From the data preparation stage, this anonymized dataset is from an institution where a majority of the constituents were densely located in Malibu, CA. The dataset tracks membership, alumnus, parent, and involvement indicators. The majority of the 34,000 rows of data are not members, alumni, parent, or involved. There's an even split between male and female constituents, and the majority are married.

Analyzing the data further, most of the constituents are between the ages of 35-45. Nearly 2/3 of the constituents have made a gift in the past and are identified as a donor. Some of the highest total giving at the institution are from those in the ages of 35-45. The highest donors are female, with total giving over $1M. Male constituents with a wealth rating of 1 have previously made a gift to the institution, while the wealthiest female constituent has not made a donation.
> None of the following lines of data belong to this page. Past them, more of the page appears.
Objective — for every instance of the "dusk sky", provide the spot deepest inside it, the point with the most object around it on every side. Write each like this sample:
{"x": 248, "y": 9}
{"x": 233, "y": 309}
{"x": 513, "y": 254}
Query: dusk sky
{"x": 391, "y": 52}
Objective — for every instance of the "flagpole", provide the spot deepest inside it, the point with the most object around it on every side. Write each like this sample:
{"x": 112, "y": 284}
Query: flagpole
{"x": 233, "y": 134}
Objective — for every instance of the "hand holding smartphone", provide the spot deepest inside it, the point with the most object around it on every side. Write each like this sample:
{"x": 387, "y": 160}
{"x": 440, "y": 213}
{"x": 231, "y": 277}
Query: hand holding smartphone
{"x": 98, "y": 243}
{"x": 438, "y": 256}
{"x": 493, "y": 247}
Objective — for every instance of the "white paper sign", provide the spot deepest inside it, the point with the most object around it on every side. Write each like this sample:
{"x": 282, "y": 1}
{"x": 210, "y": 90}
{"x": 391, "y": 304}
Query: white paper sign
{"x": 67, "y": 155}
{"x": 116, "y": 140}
At the time of this data collection, the institution has eighty percent of the donors that it does from last year, with 1,689 being new donors from last year. This churn is high and implicates that predicting returning donors could be difficult.
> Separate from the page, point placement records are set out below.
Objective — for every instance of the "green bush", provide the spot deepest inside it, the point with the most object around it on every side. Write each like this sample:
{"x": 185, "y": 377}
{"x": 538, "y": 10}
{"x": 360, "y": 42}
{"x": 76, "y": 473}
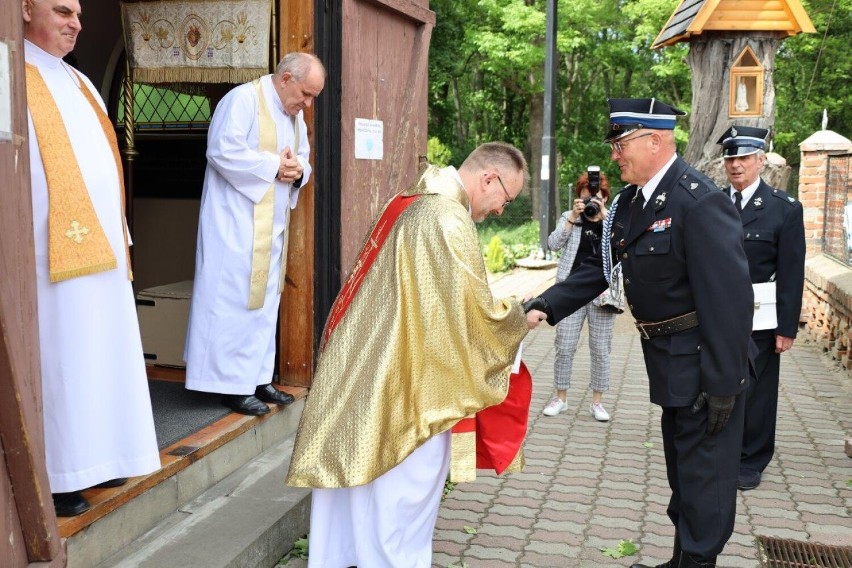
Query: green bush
{"x": 513, "y": 243}
{"x": 437, "y": 153}
{"x": 495, "y": 256}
There is an opportunity to rate donors who have already given to the institution by identifying those with high giving and no wealth rating. This will help inform the strategic plan to cultivate these donors further.

### Predicting donors 

Predicting current year donors with the available features was a difficult task, given the imbalance of donors to non-donors.

While most models were overall accurate at 94%+ on average, they all failed to appropriately identified donors by mostly classifying everyone as a non-donor. This proved even more difficult when testing generalization on the test dataset.

Sacrificing overall accuracy, a logistic regression with a lower probability could identify more true donors but misclassifying non-donors as donors. An overall cutoff and cost benefit analysis could help determine if this model would be helpful in outreach such as mailings, event invitations, calls, or visits from fundraisers.

### Limitations

Given the poor performance of the models to predict donors, more data and information, especially around past giving could be helpful as the giving features were the highest correlated variables. The challenge with this classification task will continue to be the imbalance of the dataset. With a larger dataset, the model could also have a better opportunity to learn  patterns that increase performance to correctly classify donors.